Visitantes só poderão entrar nos lugares com documentos que comprovem vacina ou teste negativo. Antes, medida era obrigatória apenas em festivais e casas noturnas. Pessoas com passes de saúde esperam para entrar no Museu do Louvre, em Paris, nesta quarta-feira (21)
Reuters/Sarah Meyssonnier
Visitantes de museus, cinemas e piscinas na França só poderão entrar a partir desta quarta-feira (21) se apresentarem documentos que provam que foram vacinados contra a Covid-19 ou que recentemente tiveram um teste negativo.
O passe de saúde, antes exigido apenas para festivais de larga escala ou para casas noturnas, também será exigido a partir de agosto para entrar em restaurantes e bares e para trens de longa distância ou viagens de avião.
As autoridades tentam diminuir a disseminação do vírus e encorajar as pessoas a receberem a vacina.
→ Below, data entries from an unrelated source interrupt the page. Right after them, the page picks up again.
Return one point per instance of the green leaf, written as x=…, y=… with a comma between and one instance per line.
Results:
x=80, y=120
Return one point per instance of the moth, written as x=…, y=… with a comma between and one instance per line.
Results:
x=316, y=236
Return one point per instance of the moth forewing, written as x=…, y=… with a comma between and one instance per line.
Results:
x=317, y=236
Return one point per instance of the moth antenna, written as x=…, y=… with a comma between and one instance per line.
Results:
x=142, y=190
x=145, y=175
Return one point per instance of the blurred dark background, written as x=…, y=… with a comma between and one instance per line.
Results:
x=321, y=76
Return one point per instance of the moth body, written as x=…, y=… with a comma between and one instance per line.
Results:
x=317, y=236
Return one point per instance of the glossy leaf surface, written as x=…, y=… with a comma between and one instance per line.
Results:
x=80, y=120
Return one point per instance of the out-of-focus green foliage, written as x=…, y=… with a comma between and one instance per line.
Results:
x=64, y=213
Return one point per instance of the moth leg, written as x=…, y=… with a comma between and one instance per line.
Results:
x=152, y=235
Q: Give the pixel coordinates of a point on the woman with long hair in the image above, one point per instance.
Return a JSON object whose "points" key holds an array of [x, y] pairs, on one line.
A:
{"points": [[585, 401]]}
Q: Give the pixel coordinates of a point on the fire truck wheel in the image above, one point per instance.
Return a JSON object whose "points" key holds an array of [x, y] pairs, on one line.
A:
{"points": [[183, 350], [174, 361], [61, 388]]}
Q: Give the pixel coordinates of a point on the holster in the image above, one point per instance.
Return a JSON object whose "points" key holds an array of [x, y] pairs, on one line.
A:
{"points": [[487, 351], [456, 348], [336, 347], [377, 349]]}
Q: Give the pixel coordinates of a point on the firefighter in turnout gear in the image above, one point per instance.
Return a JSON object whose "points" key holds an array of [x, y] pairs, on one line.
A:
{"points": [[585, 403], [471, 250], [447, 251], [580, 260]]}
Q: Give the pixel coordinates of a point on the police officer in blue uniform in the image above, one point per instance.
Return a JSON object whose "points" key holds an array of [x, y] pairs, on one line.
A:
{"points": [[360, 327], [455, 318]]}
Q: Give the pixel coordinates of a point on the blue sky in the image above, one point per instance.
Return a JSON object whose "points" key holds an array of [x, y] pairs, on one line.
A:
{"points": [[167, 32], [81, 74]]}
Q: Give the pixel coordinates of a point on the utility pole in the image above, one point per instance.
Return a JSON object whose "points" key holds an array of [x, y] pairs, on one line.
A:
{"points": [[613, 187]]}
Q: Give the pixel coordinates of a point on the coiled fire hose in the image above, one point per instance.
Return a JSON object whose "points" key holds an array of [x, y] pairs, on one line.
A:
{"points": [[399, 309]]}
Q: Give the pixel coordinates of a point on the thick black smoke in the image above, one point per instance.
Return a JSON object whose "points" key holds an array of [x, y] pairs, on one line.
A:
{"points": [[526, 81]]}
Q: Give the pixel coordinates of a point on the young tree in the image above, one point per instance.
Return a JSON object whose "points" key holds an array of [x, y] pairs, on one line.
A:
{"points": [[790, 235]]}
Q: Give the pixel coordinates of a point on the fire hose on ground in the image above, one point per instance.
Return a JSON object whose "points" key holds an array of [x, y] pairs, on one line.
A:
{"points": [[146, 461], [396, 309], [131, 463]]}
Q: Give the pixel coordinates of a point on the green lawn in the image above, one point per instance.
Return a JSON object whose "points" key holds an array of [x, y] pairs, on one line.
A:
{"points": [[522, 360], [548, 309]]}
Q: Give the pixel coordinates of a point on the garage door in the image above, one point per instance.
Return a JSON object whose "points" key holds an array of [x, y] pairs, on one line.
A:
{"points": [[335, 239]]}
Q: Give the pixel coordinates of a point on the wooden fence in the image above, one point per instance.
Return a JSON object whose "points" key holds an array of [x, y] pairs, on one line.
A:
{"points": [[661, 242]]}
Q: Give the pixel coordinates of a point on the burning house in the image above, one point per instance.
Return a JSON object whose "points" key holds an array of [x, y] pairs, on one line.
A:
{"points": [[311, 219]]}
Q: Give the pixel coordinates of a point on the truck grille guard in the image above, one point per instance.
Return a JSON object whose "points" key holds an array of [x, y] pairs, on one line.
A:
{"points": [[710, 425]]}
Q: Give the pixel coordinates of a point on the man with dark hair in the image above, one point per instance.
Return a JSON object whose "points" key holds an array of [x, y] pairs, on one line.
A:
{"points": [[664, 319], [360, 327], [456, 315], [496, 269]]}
“Eu estava muito brava… não fazia ideia”, disse Nelly Breton, 51, após ser barrada no Museu do Louvre, em Paris.
“Mas então eu me acalmei e entendi que havia motivos sanitários”, disse, acrescentando que procuraria uma farmácia para fazer um teste rápido de Covid.
Servane de Landsheer, chefe de segurança do museu, disse que a primeira manhã de checagens do passe de saúde estava andando bem, com a maioria dos visitantes portando o documento. Os que não o tinham concordaram em fazer um rápido teste de Covid.
A introdução do passe de saúde –um código QR no smartphone ou em um pedaço de papel– tem sido muito controverso na França, gerando protestos ao redor do país.